Poetry is about the importance of creativity to the individual, especially in one’s darkest hours.  Mijia (veteran actor Yun Jung-Hee), an elderly woman,  is diagnosed with symptoms of early-onset Alzheimer’s, loss of language.  This encourages her to take a poetry class, hoping that just being around poems will keep her mind engaged so further symptoms can be staved off.   During the class, she finds herself wrapped up in the sole class assignment: to compose a single poem.  However, while the goal of the assignment is clear, the steps to reach that goal are not.  Poetry, Mijia learns, is an expression of beauty, but where can that beauty be found and how exactly can it be expressed?  Her creative struggles become further complicated by the accusation of her grandson Wook (Lee David) in a particularly grim crime.

On paper, Poetry appears to be a melodrama and it certainly has moments of tragedy.  However, even the most tense moments are played off with great subtlety, a marked change from, for example, the made-for-tears moments of his breakout film in the West, Oasis (2002, discussion here).  The versatility of his use of heightened and subtle drama is no doubt the result of Lee’s experience as a novelist (though admittedly, I’ve never read any of his work) as well as a careful observant eye focused on human nature.   In one such exemplary scene, Mijia must try to apologize to the mother of the girl involved in the crime that Wook is accused of.  The tension in this scene is incredible: the mother doesn’t know who Mijia is yet and just assumes she is a kind passerby.  Mijia herself knows the truth of the situation, but walks away after a polite conversation, afraid to confront the situation.  The tension is then further ramped up in a later scene when the two meet after the mother has already learned the truth.  The interaction, including the body language, between the two characters  is fantastic and show both Lee’s writing and his keen acuity as a filmmaker, as exemplified by the dramatic tension created without the use (or overuse, as it were) of music, complicated framing, or melodramatic direction.
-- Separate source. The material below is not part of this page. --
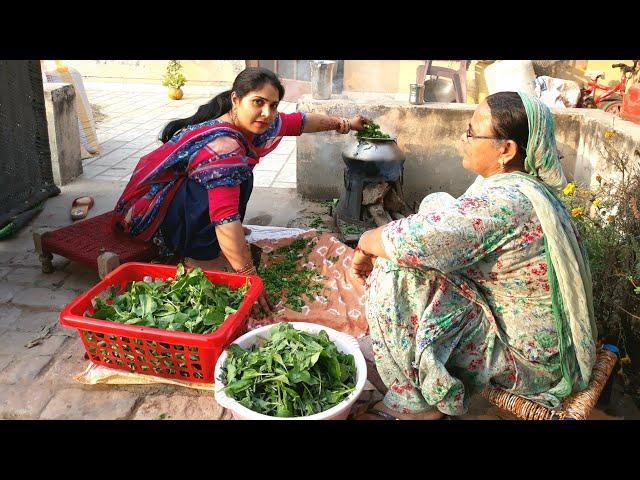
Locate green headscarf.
[518,92,567,191]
Of course, credit Yun Jung-Hee herself for her remarkable performance as Mijia.  Brought out of retirement, Yun was the specific actor that Lee had in mind when writing the screenplay and it shows since she fits the role perfectly.  In fact, I felt that part of the beauty of how her character was written and played is that, even though very little is presented about Mijia’s past, I could imagine she had the sort of background that many of her generation have: never had career-oriented work, married and had children young, and sacrificed her own happiness to raise to her family.  In a way, you feel that one dismissive comment that she makes to people about why she’s taking the poetry class, “I do like flowers and say odd things” is almost a defense mechanism.  This is possibly the only time in her life in which she’s indulged herself for her own sake.  Yun plays Mijia with such incredible brevity that she feels like a real character; she brought to mind many of my own aunties around her age.
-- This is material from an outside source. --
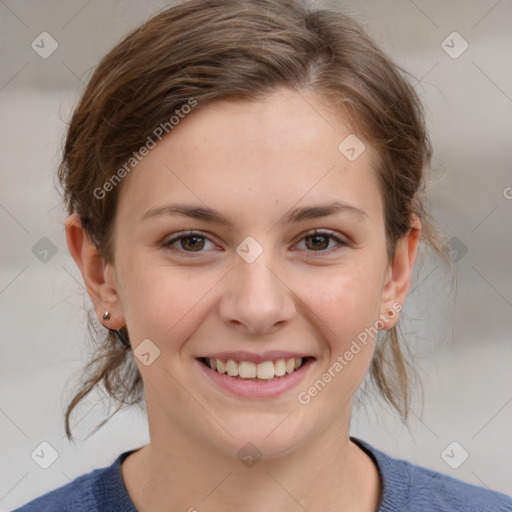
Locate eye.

Comparisons have been made between Poetry and aspects of the recently released Mother (2009), a film directed by Lee’s fellow countryman Bong Joon-Ho.  Both explore the struggles and sacrifice of motherhood and matriarchy in an otherwise male-dominated society and the desperation and length to which their matriarch s are willing to save their offspring.  However, the two paths diverge greatly  in their attempts at exoneration.  While Mother‘s protagonist finds herself falling deeper into the rabbit hole, Poetry‘s Mijia is fighting inexorably to reach the light.